Galeria Tunga . 'Palindromo Incesto' POR Divulgação
Um dos legados mais importantes da arte no século XX foi confundir de forma irreversível as fronteiras entre suportes e gêneros. Com isso, os artistas contemporâneos passaram a se valer de materiais e até mesmo disciplinas distintas para criar uma obra ou um conjunto de obras, que não raro dialogam entre si. Nesse sentido, Tunga é um artista contemporâneo por excelência. Se boa parte do seu trabalho é dedicada a repensar o conceito de escultura, ele o fez se valendo de recursos variados como ready-mades, filmes, instalações, textos e desenhos. Seu objetivo, segundo declarou ao crítico Carlos Basualdo, foi produzir um conjunto de trabalhos “onde um sempre leva ao outro, como se entre eles existisse um ímã”. Em entrevista para a Vice, ele completou: “Somos fragmentados por natureza. Então essa vontade de religar, de criar mecanismos, conjunções que atravessem linguagens faz parte do meu modo de viver e, portanto, do meu trabalho”.
Na galeria exclusiva (e permanente) que ele agora ganha em Inhotim, esse pensamento foi levado a cabo com um gigantismo digno de um Anish Kapoor – senão nas proporções das peças em si, certamente nas do organismo que criou. O projeto não se encerra nas artes expostas dentro da galeria, nem no grande anel em seu centro, mas se expande para o enorme prédio de 2800 m² e inclui até uma grande zona de mata no seu entorno.
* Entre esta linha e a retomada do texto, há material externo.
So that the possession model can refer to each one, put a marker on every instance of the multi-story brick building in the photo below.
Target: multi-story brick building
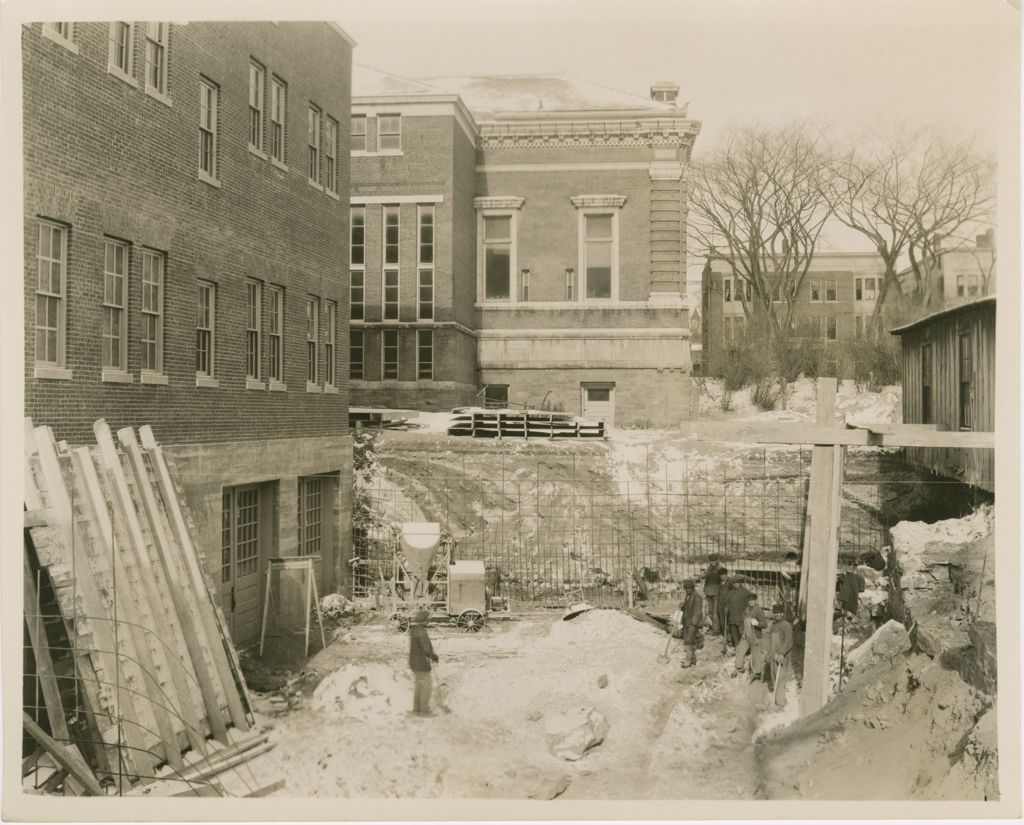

Com esse conjunto, Tunga, que também tem formação de arquiteto, busca inspiração na capacidade da natureza em gerar vida – o que ele chama “mistério da mata” – para inspirar os visitantes a criarem novas leituras de suas obras. “Como artista, a gente cria minuciosamente cada detalhe e parece que sabe tudo”, ele diz. “Aí você expõe e se surpreende por que [suas obras] começam a gerar significados novos, animais novos, insetos novos.” Explore um pouco mais da “floresta mental” do artista na entrevista a seguir.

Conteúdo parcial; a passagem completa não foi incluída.